Former BBC Radio presenter Fearne Cotton has said she 'could not handle' live broadcasting any more due to her anxiety.
She has done a lot of live work throughout her career, but said her nervous system could no longer deal with the pressures of real-time presenting after having struggled in the past.
In an interview with the Daily Star, Cotton said she is no longer able to do live shows as a result of regular panic attacks, saying: "I would not sleep the night before, I'd have a panic attack before.
"I'd probably be fine when I'm on air, it's just the bit before that I can't get myself through with ease."
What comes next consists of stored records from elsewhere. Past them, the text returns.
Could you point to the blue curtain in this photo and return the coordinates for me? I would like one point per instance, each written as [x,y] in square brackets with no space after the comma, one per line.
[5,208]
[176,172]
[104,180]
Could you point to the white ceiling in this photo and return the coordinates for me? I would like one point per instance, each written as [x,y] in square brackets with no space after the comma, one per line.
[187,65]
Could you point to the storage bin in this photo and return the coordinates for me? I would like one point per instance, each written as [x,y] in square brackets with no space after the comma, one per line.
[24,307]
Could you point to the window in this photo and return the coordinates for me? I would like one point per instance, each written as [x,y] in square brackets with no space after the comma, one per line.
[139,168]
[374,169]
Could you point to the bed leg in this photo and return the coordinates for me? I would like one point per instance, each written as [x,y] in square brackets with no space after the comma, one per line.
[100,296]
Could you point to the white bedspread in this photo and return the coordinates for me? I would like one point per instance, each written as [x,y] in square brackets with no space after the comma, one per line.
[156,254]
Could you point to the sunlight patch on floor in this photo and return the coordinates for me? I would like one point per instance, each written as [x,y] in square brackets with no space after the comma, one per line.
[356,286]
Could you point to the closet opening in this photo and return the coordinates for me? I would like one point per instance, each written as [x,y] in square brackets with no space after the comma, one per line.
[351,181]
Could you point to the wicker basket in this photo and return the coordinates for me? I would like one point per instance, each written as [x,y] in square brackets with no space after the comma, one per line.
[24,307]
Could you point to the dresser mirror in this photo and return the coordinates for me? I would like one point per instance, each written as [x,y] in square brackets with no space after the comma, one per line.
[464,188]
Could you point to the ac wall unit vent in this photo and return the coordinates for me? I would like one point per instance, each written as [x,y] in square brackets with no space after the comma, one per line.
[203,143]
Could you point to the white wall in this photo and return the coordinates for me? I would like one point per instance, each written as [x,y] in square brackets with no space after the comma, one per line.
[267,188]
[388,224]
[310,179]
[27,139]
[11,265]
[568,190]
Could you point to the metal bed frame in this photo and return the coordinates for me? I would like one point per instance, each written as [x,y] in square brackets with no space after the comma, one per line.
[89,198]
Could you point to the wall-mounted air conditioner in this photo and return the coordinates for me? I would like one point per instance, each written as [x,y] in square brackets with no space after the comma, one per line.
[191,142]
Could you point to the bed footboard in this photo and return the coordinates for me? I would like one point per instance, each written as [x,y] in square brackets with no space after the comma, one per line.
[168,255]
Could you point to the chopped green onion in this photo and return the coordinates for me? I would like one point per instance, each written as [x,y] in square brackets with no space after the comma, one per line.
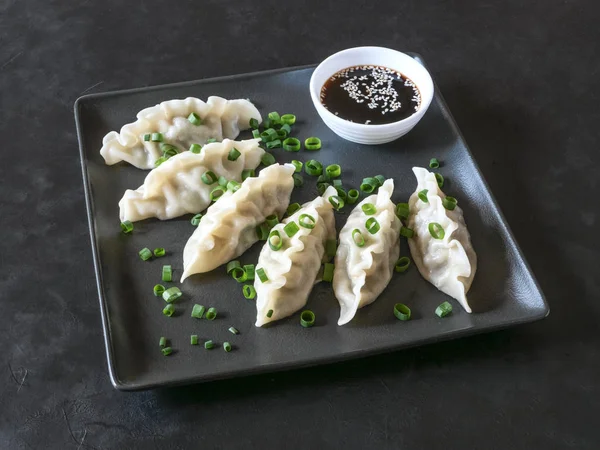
[167,273]
[369,185]
[291,229]
[402,210]
[372,225]
[402,264]
[217,192]
[275,241]
[337,202]
[307,318]
[267,159]
[126,227]
[307,221]
[198,311]
[449,203]
[352,196]
[369,209]
[328,272]
[401,311]
[211,314]
[249,291]
[291,145]
[406,232]
[436,230]
[333,170]
[195,119]
[234,154]
[262,275]
[443,310]
[145,254]
[247,173]
[172,294]
[288,119]
[312,143]
[169,310]
[358,238]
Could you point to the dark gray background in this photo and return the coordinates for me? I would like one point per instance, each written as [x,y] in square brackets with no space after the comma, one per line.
[522,79]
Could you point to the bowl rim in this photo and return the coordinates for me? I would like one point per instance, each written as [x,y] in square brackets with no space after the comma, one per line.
[425,101]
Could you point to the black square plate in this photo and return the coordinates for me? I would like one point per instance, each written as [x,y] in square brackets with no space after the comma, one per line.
[504,292]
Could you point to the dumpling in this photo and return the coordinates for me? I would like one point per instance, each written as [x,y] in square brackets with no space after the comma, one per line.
[176,187]
[362,273]
[220,119]
[448,263]
[228,228]
[292,270]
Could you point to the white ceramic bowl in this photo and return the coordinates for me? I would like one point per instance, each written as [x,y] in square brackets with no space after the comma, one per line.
[379,56]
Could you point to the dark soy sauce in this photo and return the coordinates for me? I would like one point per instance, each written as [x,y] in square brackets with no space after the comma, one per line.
[371,95]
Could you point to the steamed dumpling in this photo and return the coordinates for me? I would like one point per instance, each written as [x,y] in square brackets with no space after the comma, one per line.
[292,270]
[362,273]
[228,228]
[449,263]
[220,119]
[176,187]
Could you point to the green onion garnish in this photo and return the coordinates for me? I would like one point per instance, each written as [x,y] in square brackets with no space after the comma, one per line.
[198,311]
[262,275]
[275,241]
[196,220]
[307,221]
[145,254]
[333,170]
[401,311]
[436,230]
[291,229]
[126,227]
[312,143]
[369,209]
[167,274]
[169,310]
[307,318]
[358,238]
[443,310]
[211,314]
[249,291]
[402,264]
[449,203]
[172,294]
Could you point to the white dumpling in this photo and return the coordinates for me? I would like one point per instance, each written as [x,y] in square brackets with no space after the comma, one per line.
[362,273]
[292,270]
[176,188]
[228,228]
[449,263]
[221,119]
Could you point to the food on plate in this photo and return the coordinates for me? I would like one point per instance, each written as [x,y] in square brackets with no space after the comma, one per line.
[291,258]
[177,124]
[184,182]
[367,252]
[228,228]
[441,245]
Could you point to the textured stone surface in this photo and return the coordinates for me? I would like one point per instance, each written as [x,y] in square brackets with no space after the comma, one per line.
[522,81]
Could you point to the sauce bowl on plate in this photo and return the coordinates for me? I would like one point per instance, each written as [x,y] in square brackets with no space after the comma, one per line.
[386,63]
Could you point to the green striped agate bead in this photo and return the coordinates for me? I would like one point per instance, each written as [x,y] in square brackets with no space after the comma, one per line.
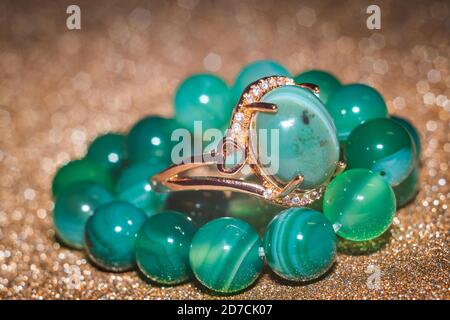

Cotton admitted to feeling 'frustration' over the matter because she learned the job for 25 years and knows she can do it 'really well'. In 2015, however, she quit Radio 1 because the work was 'literally ruining [her] mind', she said.
The presenter told Grazia in 2020 she was 'very lucky' to have worked in the industry since she was a teenager, but admitted she 'didn't feel connected' to a lot of the work she was doing.
The presenter is now hosting her own podcast, titled Happy Place, on which she welcomes guests to talk about 'life, love, loss, and everything in-between as she reveals what happiness means to them'.
Cotton also uses her social media pages to open up about her experiences with mental health, last month receiving a wealth of support after she revealed her anxiety had been 'sky high'.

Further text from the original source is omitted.